Earlier this week, Microsoft used its CMM press conference to announce the next version of its HoloLens mixed reality screen. When demonstrating the first version in 2015, many experts assumed that the company had simulated the demonstrations because this type of real-time tracking and gesture recognition, coupled with a relatively high-resolution display and presented as a device autonomous, had never been done before.
The fact that Microsoft has taken the time to publish this new version clearly shows the desire to collect comments from its first users and developers who have designed applications for it. In addition, Microsoft has not been under a lot of pressure to publish an update, since it had never had a real competitor, with the possible exception of Magic Leap, which is still in its infancy .
If version 1 was a major surprise, version 2, which I have now had the time to try at MWC, is in many ways the natural evolution of the promise of the future. Origin: More comfortable to wear, the field of view is large enough to feel more natural and the interaction pattern has been changed to make the use of HoloLens applications faster and easier. The material has also been adapted to modern specifications.
The first thing you'll notice when trying out the new version is that the initial calibration process that measures the distance between your eyes is now automatic. You basically play a small game in which you draw a light in front of you and the new look recognition system takes care of the configuration of the calibration. Once this is done, a humming bird appears and lands on your hand. It's also when you realize how far the field of view has become. The bird is big enough so I'm pretty sure it does not belong in the small box that limits the HoloLens 1 field of view.
Do not get me wrong, the experience is not quite what the Microsoft videos would have you believe. You are always very conscious of the fact that there is an abrupt end between the place of appearance and the end of RA images – but it is much less disturbing now that you have this larger box. Regarding the resolution, the specifications are pretty much the same and there is no practical difference that I noted.
The other thing you'll notice from the start is that Microsoft was not joking when it said that the new HoloLens would be much more comfortable to wear. The original felt was in your head (and for me, it tended to slip slowly down my face) and you never completely forgot how heavy it was. The new one rests comfortably on your forehead and, although you always fix it in the face by tightening a pommel in the back, wearing it seems much more natural. The device has only a few grams less than the first edition, but with a different weight distribution, I feel like being lighter. And if you wear glasses, there is more pressure on them either because no weight rests on your nose.
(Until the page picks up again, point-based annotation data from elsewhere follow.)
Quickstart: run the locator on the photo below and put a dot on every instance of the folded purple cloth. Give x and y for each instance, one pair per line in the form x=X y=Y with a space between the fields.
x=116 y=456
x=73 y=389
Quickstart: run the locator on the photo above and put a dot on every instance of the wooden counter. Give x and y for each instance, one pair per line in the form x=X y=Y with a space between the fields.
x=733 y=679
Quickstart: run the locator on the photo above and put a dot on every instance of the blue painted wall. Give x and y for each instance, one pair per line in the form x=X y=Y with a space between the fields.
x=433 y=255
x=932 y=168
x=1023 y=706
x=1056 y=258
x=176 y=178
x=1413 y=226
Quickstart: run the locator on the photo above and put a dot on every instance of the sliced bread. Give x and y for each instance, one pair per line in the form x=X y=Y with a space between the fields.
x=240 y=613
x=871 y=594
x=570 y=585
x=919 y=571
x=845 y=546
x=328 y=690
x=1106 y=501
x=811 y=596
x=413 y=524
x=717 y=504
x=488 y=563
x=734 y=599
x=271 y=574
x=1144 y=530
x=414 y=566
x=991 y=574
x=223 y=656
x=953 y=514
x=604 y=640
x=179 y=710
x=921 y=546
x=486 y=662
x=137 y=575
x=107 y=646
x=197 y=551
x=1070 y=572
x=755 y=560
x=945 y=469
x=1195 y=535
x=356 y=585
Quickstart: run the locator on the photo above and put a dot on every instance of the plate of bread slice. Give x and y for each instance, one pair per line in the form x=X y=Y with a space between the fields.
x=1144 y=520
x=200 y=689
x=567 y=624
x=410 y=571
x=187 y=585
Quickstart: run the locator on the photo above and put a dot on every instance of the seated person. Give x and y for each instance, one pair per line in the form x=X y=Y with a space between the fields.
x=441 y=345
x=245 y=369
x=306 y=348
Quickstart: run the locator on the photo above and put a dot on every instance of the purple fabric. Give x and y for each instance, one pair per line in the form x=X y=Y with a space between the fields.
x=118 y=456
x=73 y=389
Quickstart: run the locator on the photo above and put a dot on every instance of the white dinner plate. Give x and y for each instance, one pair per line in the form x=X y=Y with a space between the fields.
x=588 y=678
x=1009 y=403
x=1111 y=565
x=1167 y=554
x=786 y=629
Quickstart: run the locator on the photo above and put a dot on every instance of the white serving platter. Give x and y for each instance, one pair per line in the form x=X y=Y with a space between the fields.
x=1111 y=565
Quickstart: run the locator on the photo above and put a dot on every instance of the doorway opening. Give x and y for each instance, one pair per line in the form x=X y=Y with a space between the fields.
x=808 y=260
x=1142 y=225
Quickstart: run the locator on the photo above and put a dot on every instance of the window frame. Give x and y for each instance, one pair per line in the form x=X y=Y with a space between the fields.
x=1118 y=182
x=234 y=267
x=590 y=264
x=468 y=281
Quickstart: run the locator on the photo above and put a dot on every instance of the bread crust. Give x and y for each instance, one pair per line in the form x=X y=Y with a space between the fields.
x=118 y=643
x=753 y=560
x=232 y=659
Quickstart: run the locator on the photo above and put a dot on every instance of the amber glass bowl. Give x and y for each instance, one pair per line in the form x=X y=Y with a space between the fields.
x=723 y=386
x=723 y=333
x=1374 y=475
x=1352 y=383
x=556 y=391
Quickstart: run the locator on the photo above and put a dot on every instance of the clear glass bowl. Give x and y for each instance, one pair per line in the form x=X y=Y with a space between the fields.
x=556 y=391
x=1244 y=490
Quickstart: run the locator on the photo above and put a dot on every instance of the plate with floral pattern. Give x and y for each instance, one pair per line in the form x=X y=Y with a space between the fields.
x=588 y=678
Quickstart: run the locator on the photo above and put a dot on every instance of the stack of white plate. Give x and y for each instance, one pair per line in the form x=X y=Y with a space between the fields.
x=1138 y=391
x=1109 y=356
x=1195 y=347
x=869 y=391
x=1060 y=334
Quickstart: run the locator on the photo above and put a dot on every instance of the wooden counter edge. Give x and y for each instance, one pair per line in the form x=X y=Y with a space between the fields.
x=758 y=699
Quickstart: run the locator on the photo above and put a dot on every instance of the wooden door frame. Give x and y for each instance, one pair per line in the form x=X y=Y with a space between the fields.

Another major difference: the HoloLens 2 is now a true sun visor that you can open. So, although you can obviously look through the lenses, you can now also easily move the HoloLens away from your face.
During the test procedure of the new HoloLens you will sooner or later discover menus, buttons and sliders. In the first version, the follow-up of the hands and the gestures was not quite there to allow you to interact naturally with these. You will have to use special gestures for this. Now, just tap it as if you were using a smartphone. And when there is a cursor, you grab it and move it. The new demonstration applications presented by Microsoft to the MWC make good use of it all.
And another difference: this time, Microsoft makes it clear that the HoloLens 2 is for business users and that all demonstrations are interested. Time for extraterrestrials to hit your walls or play virtual Minecraft on a table in your living room is over. Indeed, as Lorraine Bardeen, general manager of engineering, mixed-reality applications D365 at Microsoft, told me, the company clearly encouraged a lot of experimentation at the launch of the first version. At present, these use cases have become clear.
"When we started using HoloLens, both internally and in the first wave, we found that it was a totally open technology," she said. . "It's like you asked 30 years ago that you could do it with a personal computer. We started by creating several examples of applications. These apps showed what you could do in games, communications, business applications, and more.
"We started by saying that it could be and do anything," she added. But when HoloLens 1 arrived in the hands of users, some clusters emerged and it is those on which Microsoft wants to focus to offer the best out-of-box experience. But it should also be noted that Microsoft is committed to making HoloLens an open ecosystem. So, if game developers want to create games – or their own game stores – nothing holds them back.
Even though it is now a much more powerful device, at € 3,500, it is not a mainstream device, and I do not think we will see an AAA game transferred under HoloLens 2 in the near future.